念著是初雪,兆頭好,雍盛便磨著謝折衣一起下轎,說是要賞雪。謝折衣先還勸兩句,說什么雪欺衣單當心寒氣入體,但見他歡喜的模樣,拒絕的話到了嘴邊怎么也吐不出,就由著他撒野,將自己拽出溫暖的轎廂。
因怕人太多,壞了氣氛,雍盛就不讓懷祿他們跟得太緊,將人攆出恨不得二里地,于是帝后二人在前頭走著,后頭遠遠地綴著一長條安靜的尾巴。
紅墻雪夜,天地蒼茫。
雍盛先還背著手正經走了一段,后來實在忍不住,猛地橫跨一步,挨近了,極其自然地握住身邊人的手,塞進自己的袖籠里。

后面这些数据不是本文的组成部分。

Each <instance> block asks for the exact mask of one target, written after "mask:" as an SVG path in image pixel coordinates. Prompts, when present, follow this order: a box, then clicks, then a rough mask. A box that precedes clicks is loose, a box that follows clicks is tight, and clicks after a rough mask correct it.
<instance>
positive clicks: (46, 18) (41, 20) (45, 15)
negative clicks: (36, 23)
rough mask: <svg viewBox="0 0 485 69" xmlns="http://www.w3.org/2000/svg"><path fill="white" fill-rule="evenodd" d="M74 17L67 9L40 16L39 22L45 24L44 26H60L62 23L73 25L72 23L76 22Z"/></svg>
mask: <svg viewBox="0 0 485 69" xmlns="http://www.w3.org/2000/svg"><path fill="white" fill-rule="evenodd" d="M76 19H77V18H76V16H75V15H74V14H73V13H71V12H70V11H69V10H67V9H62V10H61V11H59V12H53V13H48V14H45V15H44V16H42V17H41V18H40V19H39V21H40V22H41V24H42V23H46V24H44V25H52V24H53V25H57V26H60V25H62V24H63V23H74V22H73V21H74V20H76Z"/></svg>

雖早有預料是塊冰疙瘩,真揣進來時仍是被凍得一哆嗦,嘶了一聲。
引得謝折衣輕笑起來:“涼罷?”
“不涼。”雍盛吸了吸鼻子,“捂會兒就熱了。”
謝折衣彎了彎眼睛,將下巴往鶴氅的白狐貍毛領里埋了埋,含糊地應了一聲:“好。”
這聲好,像是有什么魔力。
雍盛忽然間感到心臟變得很輕很軟,仿佛隨時都能騰空而起,變成熱熱的云朵。
謝折衣一定很怕冷。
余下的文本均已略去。